When I answer this question with, “About a year and a half,” the reaction is far different than when I say “We were together about seven years and a year and a half of that we were married.” It’s as if the asker wants to size up how much sympathy they should have for me based on the amount of time we were together. Married only a little over a year? Not that big a deal. But together for such a long time, far more tragic.
Truthfully I find it irritating when people treat that divorce like it defines me. The fact that I was wedded once before doesn’t feel like I’ve revealed a bout with a deadly disease or that I once practiced witchcraft or some other aspect of my character that should make you view me in a different light. I’ve had so many other significant experiences since that period in my history that feel more relevant. Life with my current husband, living in Manhattan and now Florida, undergoing what felt like a million rounds of IVF and raising two kids are all a part of who I am today and right now far more than a relationship that ended over a decade ago.
My husband now was also previously married before me, which elicits the same line of questioning except it’s always trailed by, “Did he have kids?” Does it matter?
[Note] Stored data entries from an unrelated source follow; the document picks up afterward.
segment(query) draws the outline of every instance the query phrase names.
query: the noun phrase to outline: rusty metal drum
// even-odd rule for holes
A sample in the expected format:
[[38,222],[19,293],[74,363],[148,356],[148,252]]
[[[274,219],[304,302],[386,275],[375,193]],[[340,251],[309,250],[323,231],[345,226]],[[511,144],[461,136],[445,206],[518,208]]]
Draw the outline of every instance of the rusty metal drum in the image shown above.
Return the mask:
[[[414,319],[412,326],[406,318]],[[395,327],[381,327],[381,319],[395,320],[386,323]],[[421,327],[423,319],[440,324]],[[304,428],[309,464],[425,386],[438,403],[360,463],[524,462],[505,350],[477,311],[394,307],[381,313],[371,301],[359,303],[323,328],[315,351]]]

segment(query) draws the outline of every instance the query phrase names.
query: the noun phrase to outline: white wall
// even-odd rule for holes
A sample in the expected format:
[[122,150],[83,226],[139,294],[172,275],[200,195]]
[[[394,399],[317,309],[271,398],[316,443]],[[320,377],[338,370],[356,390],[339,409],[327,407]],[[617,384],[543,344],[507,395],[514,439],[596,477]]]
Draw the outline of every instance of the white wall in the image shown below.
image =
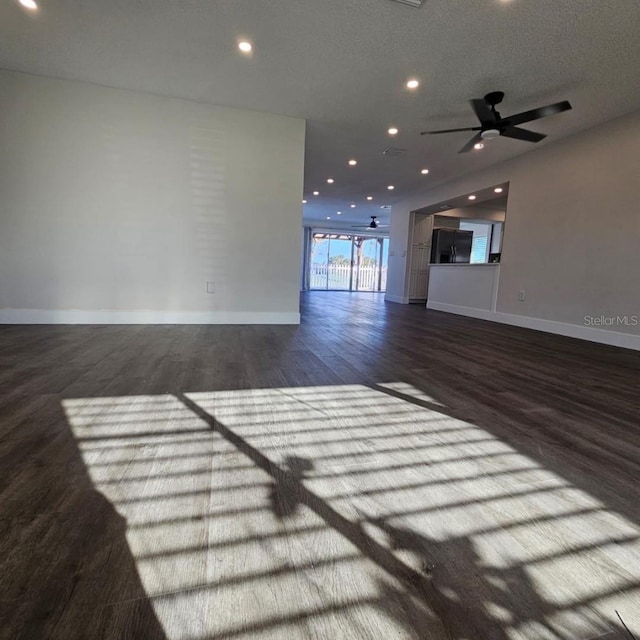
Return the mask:
[[406,282],[410,211],[509,182],[495,319],[640,347],[638,325],[585,327],[585,316],[640,317],[638,176],[640,112],[416,194],[391,214],[391,299]]
[[408,261],[411,257],[409,247],[409,213],[411,209],[402,208],[396,214],[391,212],[389,221],[389,262],[387,268],[387,291],[384,299],[390,302],[408,302]]
[[299,321],[304,121],[10,72],[0,104],[0,321]]
[[[504,222],[505,212],[498,209],[484,209],[481,207],[463,207],[461,209],[451,209],[450,211],[434,214],[435,221],[440,218],[464,218],[466,220],[495,220]],[[434,226],[438,226],[434,224]]]

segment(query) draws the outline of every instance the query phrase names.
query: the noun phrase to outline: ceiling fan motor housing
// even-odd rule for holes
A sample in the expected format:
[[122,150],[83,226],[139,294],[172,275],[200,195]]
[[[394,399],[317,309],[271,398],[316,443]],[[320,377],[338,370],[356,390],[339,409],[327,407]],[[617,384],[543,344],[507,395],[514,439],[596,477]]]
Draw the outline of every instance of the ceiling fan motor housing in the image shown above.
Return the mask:
[[497,104],[500,104],[504,100],[504,91],[492,91],[491,93],[487,93],[484,97],[484,101],[490,106],[495,107]]

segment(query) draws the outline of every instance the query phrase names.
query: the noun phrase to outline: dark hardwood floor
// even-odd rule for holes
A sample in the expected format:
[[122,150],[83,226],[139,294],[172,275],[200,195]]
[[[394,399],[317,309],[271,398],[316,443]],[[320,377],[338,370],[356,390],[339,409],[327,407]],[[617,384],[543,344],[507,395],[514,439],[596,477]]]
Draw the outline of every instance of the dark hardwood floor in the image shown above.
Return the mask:
[[640,353],[302,318],[0,327],[0,638],[640,637]]

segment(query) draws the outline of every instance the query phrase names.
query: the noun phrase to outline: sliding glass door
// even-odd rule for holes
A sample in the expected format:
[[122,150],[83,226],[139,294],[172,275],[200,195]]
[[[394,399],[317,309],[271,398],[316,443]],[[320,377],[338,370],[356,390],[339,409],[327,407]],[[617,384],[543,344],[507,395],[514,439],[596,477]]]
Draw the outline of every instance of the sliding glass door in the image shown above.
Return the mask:
[[384,291],[388,238],[313,233],[309,288],[333,291]]

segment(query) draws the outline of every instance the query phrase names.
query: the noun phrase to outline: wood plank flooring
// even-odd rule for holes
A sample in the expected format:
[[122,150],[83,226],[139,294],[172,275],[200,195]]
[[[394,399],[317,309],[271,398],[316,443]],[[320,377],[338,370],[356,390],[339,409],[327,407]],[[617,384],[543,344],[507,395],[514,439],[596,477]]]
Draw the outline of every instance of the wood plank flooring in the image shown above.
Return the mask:
[[0,638],[640,638],[640,353],[302,317],[0,327]]

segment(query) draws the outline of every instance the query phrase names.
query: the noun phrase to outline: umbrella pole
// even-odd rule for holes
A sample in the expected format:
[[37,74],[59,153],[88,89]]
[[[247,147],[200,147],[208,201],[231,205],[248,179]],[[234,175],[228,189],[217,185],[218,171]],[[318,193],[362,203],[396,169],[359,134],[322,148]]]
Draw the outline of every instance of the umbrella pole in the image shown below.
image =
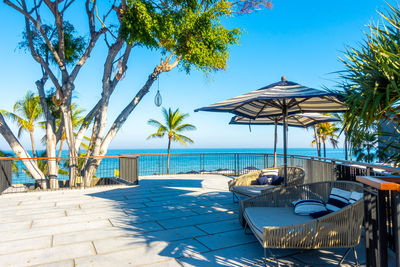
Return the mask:
[[283,100],[283,175],[287,185],[287,106]]
[[275,119],[275,136],[274,136],[274,168],[276,168],[276,144],[278,143],[278,119]]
I’m never sure why that’s the follow-up. What would it mean to the inquirer if he did? Am I any more or less in your eyes if I have stepchildren?
After my final paperwork was done from the first marriage, I never checked the box at a doctor’s office asking my marital status. Single made me feel sad. Divorced or Separated felt like an invasion of my privacy. If I’m there to get my teeth cleaned, what does that have to do with my relationship? And checking Married certainly didn’t affect whether I was going to be prescribed a Z-pack or not.
When my now-husband and I got engaged about six years ago, our rabbi who is a member of the Chabad Lubavitch sect, said that our previous marriages were not valid under Jewish law. My prior ketubah was signed by members of the groom’s family and my now husband’s first marriage was to a woman who wasn’t Jewish. This time around we followed traditional Jewish law and customs including an Orthodox ketubah with the required Jewish witnesses, the
and encircling my groom seven times. We both felt this made it more real, more “official.” Those first marriages are what we jokingly refer to as our practice marriages.
We all have bumps in the road and missteps in our past that with time become only a fragment of who we are now, the same way that having braces or getting dropped off that first day of college were challenging experiences that shaped me but still feel like ages ago.
Thinking back now on that time period where I was in a long-term relationship that led to a wedding and a subsequent dissolution feels a lot like looking through a cloudy lens at a made for TV movie about myself. I know the story is mine yet I feel mostly disconnected to it, like it happened to someone else. It’s neither a good or bad thing, it’s just a piece of the past.